Malgré tout, ce qui reste du personnage apparaît exceptionnel. La presse
américaine, cette presse vénérée, a-t-elle fait son travail ? A-t-elle
cherché pour lui comme elle a cherché pour d’autres ? Si oui, alors, il faut
s’incliner, Barack est parfait. Sinon, alors il faut s’interroger. Par quels
mécanismes de la pensée une collectivité construit-elle un mythe ? Comment
répond-elle à ce besoin spontané de croire, que n’effacent pas de longues
décennies d’éducation populaire ?
Une autre remarque à ce propos. Nous sommes en France, en Europe, et
pas aux Etats-Unis. Il est toujours difficile de se faire une idée exacte
d’un individu, d’un parcours, d’une proposition quand on ne partage pas la
vie quotidienne des femmes et des hommes à qui s’adresse le leader. Eux ont
en partage une culture, des connaissances, une existence, que nous regardons
de l’extérieur. Par exemple, les Américains, quand ils le connaissent,
s’imaginent peut-être que Nicolas Sarkozy, président de la République
française, est une boule d’énergie et de décision, toujours en mouvement et
perpétuellement à sa tâche. Nous savons nous, parce que nous partageons sa
vie publique, que parfois l’action est brouillonne, le verbe lassant et
l’exposition du « moi » et du « surmoi » fatigante.
Barack Obama, 2008. En fait, on s’en de moque de 2008. Ce qui compte,
c’est quand il sera président, donc 2009 et à suivre. Nous avons déjà
quelques indices qui peuvent nous permettre de juger autrement l’homme que
comme un individu de carte postale.
Deux éléments. D’une part, l’équipe qu’il constitue. Cet homme qui voulait
tout changer, et qui peut-être changera tout, s’entoure de toutes les
vieilles barbes du clintonisme. C’est un peu comme si chez nous, Nicolas
Sarkozy, qui avait promis la rupture, avait nommé, devenu président, un
vieux chiraquien des années soixante-dix à Matignon ou une ancienne
présidente du RPR à l’Intérieur.
En tout cas, le retour des boys and girls de Bill Clinton est
impressionnant, à tous les niveaux de la nouvelle administration américaine.
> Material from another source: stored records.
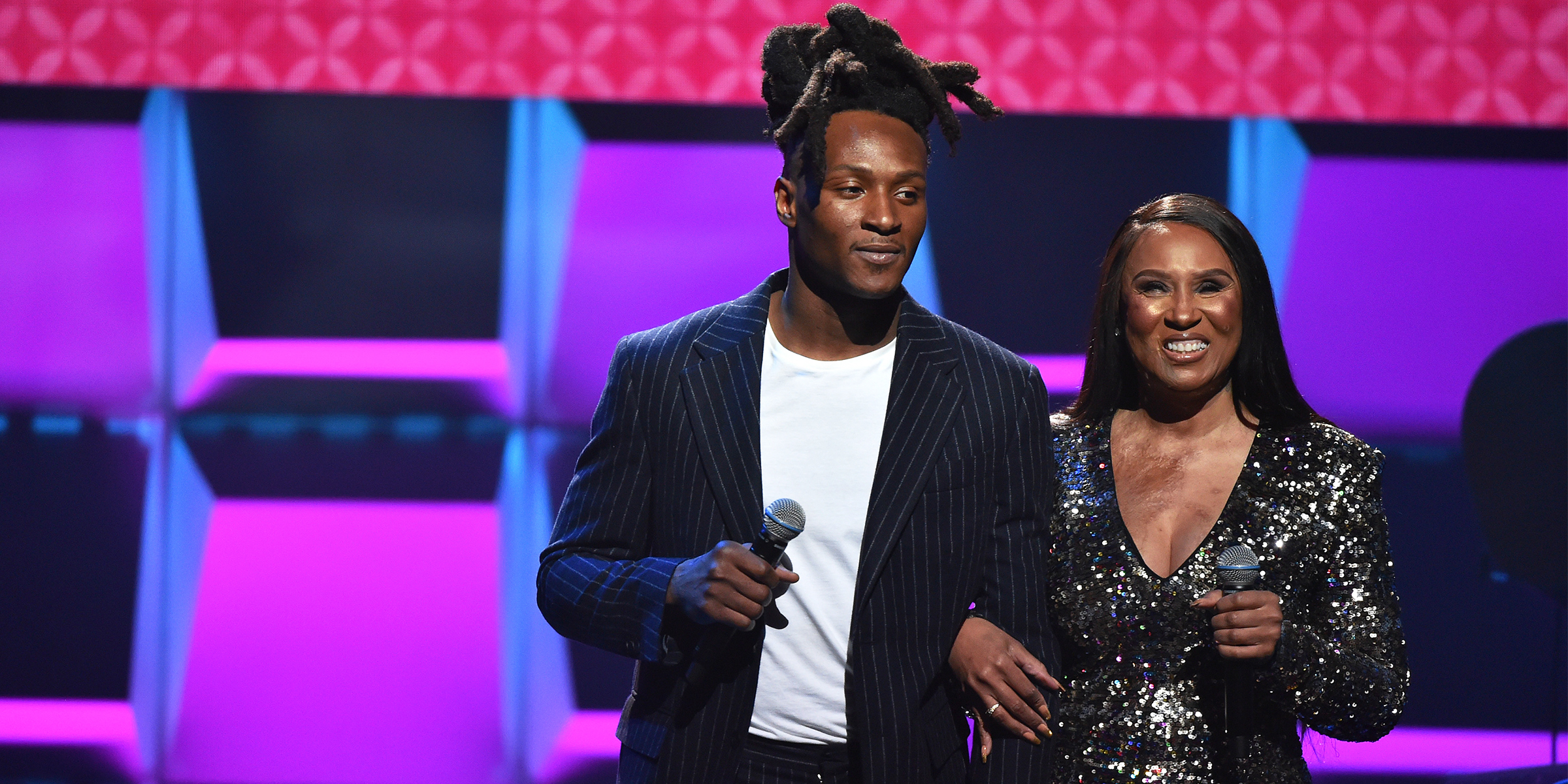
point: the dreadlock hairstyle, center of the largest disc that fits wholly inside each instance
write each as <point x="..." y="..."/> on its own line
<point x="858" y="61"/>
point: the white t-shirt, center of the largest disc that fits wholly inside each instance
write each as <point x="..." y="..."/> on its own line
<point x="821" y="436"/>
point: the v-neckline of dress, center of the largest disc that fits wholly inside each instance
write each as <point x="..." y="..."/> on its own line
<point x="1225" y="510"/>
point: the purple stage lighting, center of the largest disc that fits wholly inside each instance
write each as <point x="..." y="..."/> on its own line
<point x="482" y="363"/>
<point x="1409" y="273"/>
<point x="344" y="642"/>
<point x="104" y="728"/>
<point x="73" y="269"/>
<point x="1062" y="374"/>
<point x="636" y="264"/>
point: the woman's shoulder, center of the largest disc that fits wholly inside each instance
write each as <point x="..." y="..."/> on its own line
<point x="1331" y="448"/>
<point x="1071" y="436"/>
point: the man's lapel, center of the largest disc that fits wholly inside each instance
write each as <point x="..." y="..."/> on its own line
<point x="722" y="394"/>
<point x="921" y="406"/>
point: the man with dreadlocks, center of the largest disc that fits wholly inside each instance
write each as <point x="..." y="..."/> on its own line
<point x="918" y="449"/>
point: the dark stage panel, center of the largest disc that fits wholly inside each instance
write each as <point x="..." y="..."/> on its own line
<point x="71" y="499"/>
<point x="71" y="104"/>
<point x="1480" y="644"/>
<point x="1021" y="217"/>
<point x="351" y="216"/>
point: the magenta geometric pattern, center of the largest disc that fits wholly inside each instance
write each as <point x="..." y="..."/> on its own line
<point x="1452" y="61"/>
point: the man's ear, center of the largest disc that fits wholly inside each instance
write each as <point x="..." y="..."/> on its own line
<point x="785" y="201"/>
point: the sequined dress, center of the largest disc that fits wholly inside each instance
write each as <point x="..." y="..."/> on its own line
<point x="1145" y="684"/>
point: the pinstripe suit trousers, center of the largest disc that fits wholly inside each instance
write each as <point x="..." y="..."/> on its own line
<point x="958" y="516"/>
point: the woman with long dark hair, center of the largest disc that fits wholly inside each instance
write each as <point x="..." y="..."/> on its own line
<point x="1189" y="436"/>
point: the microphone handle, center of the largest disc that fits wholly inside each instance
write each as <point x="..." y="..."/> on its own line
<point x="717" y="639"/>
<point x="1237" y="702"/>
<point x="769" y="551"/>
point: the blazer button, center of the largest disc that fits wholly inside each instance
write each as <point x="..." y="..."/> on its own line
<point x="672" y="651"/>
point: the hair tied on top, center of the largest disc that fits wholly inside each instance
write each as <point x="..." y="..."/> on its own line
<point x="857" y="61"/>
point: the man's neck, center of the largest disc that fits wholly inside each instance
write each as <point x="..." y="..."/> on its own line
<point x="821" y="325"/>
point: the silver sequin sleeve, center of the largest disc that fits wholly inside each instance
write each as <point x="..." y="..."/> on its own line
<point x="1341" y="661"/>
Ce constat a quelque chose de décevant. Clinton, au sens strict, c’était
l’autre siècle. Clinton, au sens factuel, c’est le début de la constitution
du mensonge économique américain, argent pas cher, bulles spéculatives
multiples, qui ont toutes éclaté quand le prix des matières premières a
décuplé, éclatement qui secoue aujourd’hui la planète entière et menace de
la faire dérailler. Pas d’équivoque : la suite, avec George Bush, a rajouté
la médiocrité à l’égoïsme américain.
Depuis le début de la crise, et même s’il n’est pas en fonction, Barack
Obama a suggéré quelques-unes des solutions qu’il pourrait mettre en oeuvre
pour tenter de juguler les catastrophes qui s’annoncent. Pour ce que l’on a
perçu de ce côté- ci de l’Atlantique, les réponses paraissent bien
conventionnelles. Des milliards de milliards de dollars sont avancés, alors
même que le pouvoir américain pas plus que les autres n’en possède le
premier centime. Ce classicisme des réponses ne doit pas être reproché au
nouvel élu des Etats-Unis. Il est juste mentionné ici pour signifier une
fois encore, mais nous sommes indécrottable, que la politique n’est pas
miraculeuse, et donc qu’il n’existe pas de faiseur de miracles. Assez
souvent, d’ailleurs, Barack Obama le dit. Nous ne percevons pas ou mal les
nuances de son discours, mais plusieurs fois, il a indiqué que le chemin
serait long, difficile, douloureux. C’est bien là qu’est sa séduction
principale. C’est homme a l’air sincère, honnête. Ce sentiment est tellement
rare sur la scène politique que nous ne nous demandons même plus s’il est
normal, voire même admissible, qu’il soit si rare.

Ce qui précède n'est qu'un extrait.